S1, the difference equation for establishing battery Order RC equivalent model extract state parameter θ (k-1) and measurement data φ (k), Establish voltage predicting equation U_Estimation(k), including:

S11, according to battery Order RC equivalent model, the difference equation of system is after transform:

U_Estimation(k)=(a₁+a₂)U_T(k-1)-a₁a₂U_T(k-2)+R_ohmI(k)+[b₁+b₂-R_ohm(a₁+a₂)]I(k-1)+(a₁a₂R_ohm- b₁a₂-b₂a₁)I(k-2)+[1-(a₁+a₂)+a₁a₂]U_oc

Wherein,

R_ohmFor battery ohmic internal resistance, R_ctFor electric charge transfer internal resistance, C_dlFor double layer capacity, R_dfFor diffusion resistance, C_dfFor diffusion electricity Hold, Δ t is the systematic sampling time;

U_ocFor battery open circuit voltage, U_T(k-1),U_T(k-2) be respectively k-1, k-2 moment voltage value, I (k), I (k-1), I (k- 2) be respectively k, k-1, k-2 moment current value;

The state parameter of S12, extraction system:

And measurement data:

Wherein,

θ (k-1) is state parameter of the system at the k-1 moment, is corresponded with the parameter of the Order RC equivalent model of battery;

The measurement data that φ (k) is stored by system at the k moment;

S13, establish system the k moment voltage predicting equation:

U_Estimation(k)=θ (k-1)^Tφ(k)

S2, state parameter optimal estimation value θ (k&#124 are obtained using least square method of recursion;K-1), including:

S21, the predicting equation for establishing state parameter:

θ(k|K-1)=θ (k-1)+L (k) V_error(k)

Wherein,

V_error(k)=U_T(k)-θ(k-1)^Tφ(k)

That is V_error(k) it is the terminal voltage U obtained using the estimation of least square method of recursion priori prediction model at the k moment_Estimation(k) with The terminal voltage U that actual acquisition obtains_T(k) voltage error between;

L (k) is the gain matrix of least square method of recursion;

S22, gain matrix L (k) is calculated:

L (k)=P (k-1) φ (k) [1+φ^T(k)P(k-1)φ(k)]^-1

Wherein, P (k-1) is the covariance matrix of least square method of recursion;

Covariance matrix is estimated in S23, update:

P(k|K-1)=P (k-1)-L (k) φ^T(k)P(k-1)+Q

Wherein, Q characterizes the noise variance of least square method of recursion priori computation battery model parameter;

S24, according to the state parameter θ (k|K-1) predicting equation obtains optimal estimation value;

S3, by an offline reference parameter table, the reference parameter for obtaining battery at the SOC and temperature T at current k moment of tabling look-up

S4, the covariance matrix for estimating covariance matrix and Kalman filtering of least square method of recursion is updated into combination, and utilized Reference parameterState parameter θ (k) optimal value is obtained, including:

S41, by the sum of state parameterPredicting equation is established as observed quantity:

Wherein,

S42, gain matrix K (k) is calculated:

K (k)=P (k|k-1)C^T(k)[C(k)P(k|k-1)C^T(k)+r]^-1

Wherein, r is to table look-up to obtain the noise variance of parameter by offline optimal estimation;

S43, update covariance matrix:

P (k)=s [I-K(k)C(k)]P(k|k-1)

Wherein, I is unit matrix;

S44, the reference parameter is utilizedUpdate the state variable at k moment:

θ (k)=θ (k|k-1)+K(k)θ_error(k)

Wherein,It is k moment least square method of recursion institute Error between the sum of the sum of state parameter estimated and the reference parameter for acquisition of tabling look-up offline.

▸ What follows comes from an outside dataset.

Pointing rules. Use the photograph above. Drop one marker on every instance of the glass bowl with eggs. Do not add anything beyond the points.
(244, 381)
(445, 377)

2. battery equivalent model on-line parameter identification method as described in claim 1, which is characterized in that in the step S3, It is describedIn soc (k) using current integration method obtain.

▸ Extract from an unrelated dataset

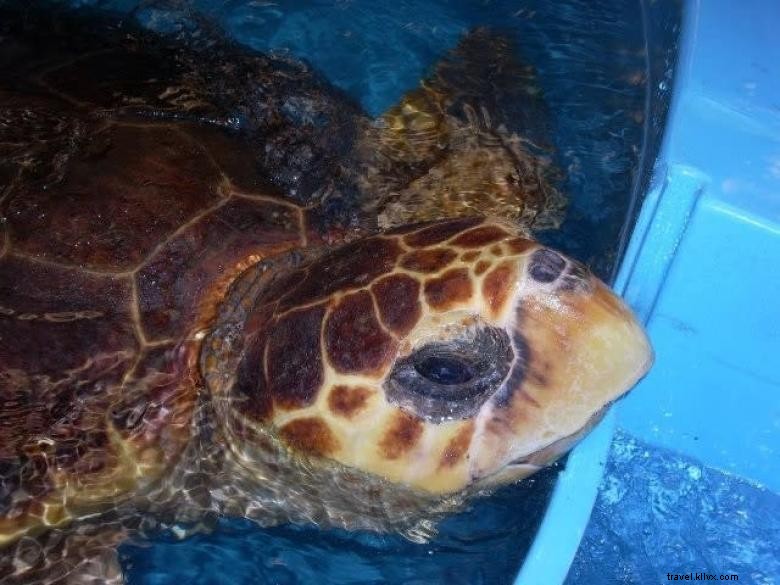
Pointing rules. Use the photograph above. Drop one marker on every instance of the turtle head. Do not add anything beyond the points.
(439, 356)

3. battery equivalent model on-line parameter identification method as described in claim 1, which is characterized in that in the step S3, Further include:

S31, under each constant temperature, by carrying out the pulse charge-discharge test under full SOC ranges, acquire battery electric current, Voltage and temperature data;

S32, parameter is obtained in difference using the algorithm in the tool boxes Parameter Estimation of Matlab/Simulink Optimal estimation θ=fs (soc, T) of the SOC at a temperature of;

S33, the foundation for completing the offline reference parameter table.

4. battery equivalent model on-line parameter identification method as claimed in claim 3, which is characterized in that the pulse charge and discharge Experiment is that HPPC is tested.